Menschen

Organspende braucht ein Gesicht

Stefanie Schmitz lebt mit einer Spenderleber. Akutes Leberversagen durch medikamentöse Vergiftung lautete die Diagnose, die das Leben der gebürtigen Kölnerin komplett auf den Kopf gestellt hat. Wir haben mit ihr ein Online-Interview geführt, weil wir mehr über die Frau wissen wollten, die mit ihrer Geschichte das Thema Organspende in den sozialen Medien öffentlich macht.

Lebensritter: Frau Schmitz, hat eigentlich irgendetwas darauf hingedeutet, dass Ihre Leber mal versagen könnte – Vorerkrankungen oder Ähnliches?

 

Stefanie Schmitz: 2014 hatte ich schon mal erhöhte Leberwerte, das war nach einer Weisheitszahn-OP. Mir wurde Ibuprofen verschrieben. Nach der Einnahme bin ich ganz gelb geworden und mir ging es sehr schlecht. Ich kam ins Krankenhaus und habe Antibiotika bekommen, daraufhin haben sich die Leberwerte aber wieder normalisiert. Im Nachhinein denke ich, wenn damals schon eine Leberbiopsie gemacht worden wäre, hätte man vielleicht früh genug festgestellt, dass ich das Medikament nicht vertrage.

Lebensritter: Und wie ist es dann zum Leberversagen gekommen?

 

Stefanie Schmitz: Ich hatte schon immer Probleme mit meinen Nasennebenhöhlen und wurde schließlich auf Anraten meines HNO-Arztes an der Nasenscheidewand operiert. Verschrieben wurde mir wieder das gleiche Schmerzmittel. Tja, und fünf Wochen später, im März 2019, hat meine Leber versagt. Meine Leberwerte waren so hoch, dass die Ärzte mich gefragt haben, ob ich Alkohol oder Drogen konsumiere … Ich habe natürlich verneint. Diese Information ist aber wichtig, denn bei einer Lebertransplantation muss man den Grund für das Versagen des Organes kennen. Bei mir war es eine medikamentöse Vergiftung. Echt Pech, denn eigentlich wird das Schmerzmittel über die Niere abgebaut und ich gehöre halt zu den ganz wenigen Menschen, bei denen es über die Leber abgebaut wird.

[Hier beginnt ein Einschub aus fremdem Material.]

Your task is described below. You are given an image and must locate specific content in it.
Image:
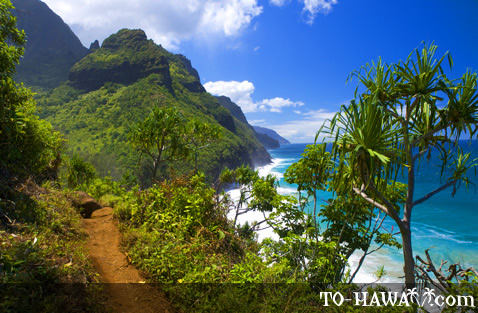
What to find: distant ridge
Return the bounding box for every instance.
[253,126,290,145]
[37,29,272,182]
[12,0,89,89]
[216,96,280,149]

Lebensritter: Merkt man eigentlich, dass etwas nicht stimmt, dass die Leber versagt? Ist das ein Prozess oder passiert das von jetzt auf gleich?

 

Stefanie Schmitz: Ich habe schon was gemerkt. Nach meiner Nasen-OP war ich die ganze Zeit sehr müde – so müde, dass ich sogar auf einer Party eingeschlafen bin! Ich habe auch in sehr kurzer Zeit sehr viel zugenommen: von 55 Kilogramm rauf auf 80 Kilogramm – und das, obwohl ich immer sehr viel Sport gemacht habe. Auf Anraten meiner Ärztin habe ich das Medikament nicht mehr genommen. Als ich trotzdem gelbe Augen bekam und mein Urin dunkel wurde, hat sie mich sofort in die Uniklinik Köln geschickt.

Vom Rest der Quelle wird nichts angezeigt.